Les articles 2 à 14 de l’ordonnance sont des mesures de coordination et opèrent les changements nécessaires.
 

L’organisation au niveau intercommunal favorisé
L’article 15 de l’ordonnance vient modifier l’article L. 5211-9-2 du Code général des collectivités territoriales. Le régime des transferts des pouvoirs de la police de lutte contre l’habitat indigne entre les maires et présidents d’EPCI remanié. Un président d’EPCI est dorénavant limité en ce qu’il ne peut pas renoncer à exercer les pouvoirs de police transférés par les maires des communes membres. Exception : « sauf si au moins la moitié des maires de ces communes se sont opposés au transfert de plein droit, ou si les maires s'opposant à ce transfert représentent au moins la moitié de la population de l'établissement ».
 
L’ordonnance prévoit également que le maire peut transférer ses pouvoirs de police « à tout moment » au président de l’EPCI. Pour mémoire, le transfert intervient actuellement uniquement au moment de l’élection du président (sauf opposition). « Ainsi, un maire qui se serait opposé au transfert pourra revenir sur sa décision, notamment pour s’appuyer sur l’EPCI qui aura entre-temps développer un service et des compétences en matière de lutte contre l’habitat indigne » souligne le rapport au Président de la République. Et ces pouvoirs de police ne peuvent être refusés par le président de l’EPCI que « s’il n’exerce pas déjà de tels pouvoirs sur le territoire d’une ou plusieurs communes membres » précise l’ordonnance.
 
S’agissant du cadre des délégations des pouvoirs de préfets au titre de la lutte contre l’habitat indigne aux présidents d’EPCI, il est utile de rappeler qu’actuellement, ces délégations sont possibles si l’EPCI :
- est délégataire des aides à la pierre ;
- dispose d’un service dédié à la lutte contre l’habitat indigne ;
- et bénéficie de l’ensemble des transferts des pouvoirs de police de lutte contre l’habitat indigne de tous les maires des communes membres.

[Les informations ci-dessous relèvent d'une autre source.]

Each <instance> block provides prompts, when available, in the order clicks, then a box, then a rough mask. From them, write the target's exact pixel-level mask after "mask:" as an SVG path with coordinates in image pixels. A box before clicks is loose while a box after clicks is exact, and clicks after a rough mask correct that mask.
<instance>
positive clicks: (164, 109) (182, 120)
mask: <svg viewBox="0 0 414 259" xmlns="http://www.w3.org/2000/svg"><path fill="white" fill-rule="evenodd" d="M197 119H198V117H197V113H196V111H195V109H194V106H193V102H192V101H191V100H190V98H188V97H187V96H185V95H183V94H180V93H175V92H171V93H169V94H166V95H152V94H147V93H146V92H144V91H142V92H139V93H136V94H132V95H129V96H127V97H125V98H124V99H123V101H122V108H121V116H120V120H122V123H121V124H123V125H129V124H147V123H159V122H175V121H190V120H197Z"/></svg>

L’ordonnance vient assouplir ce cadre en modifiant cette troisième condition : il suffira qu’au minimum un seul maire ait transféré ses pouvoirs de police.
 

L’entrée en vigueur prévue au 1er janvier 2021
À noter que les dispositions entreront en vigueur le 1er janvier 2021 et ne seront applicables qu’aux arrêtés notifiés à compter de cette date.
 
Le compte-rendu du conseil des ministres du 16 septembre précise alors qu’un décret d’application sera pris avant la fin de l’année et que le projet de loi de ratification de cette ordonnance sera déposé devant le Parlement dans un délai de trois mois.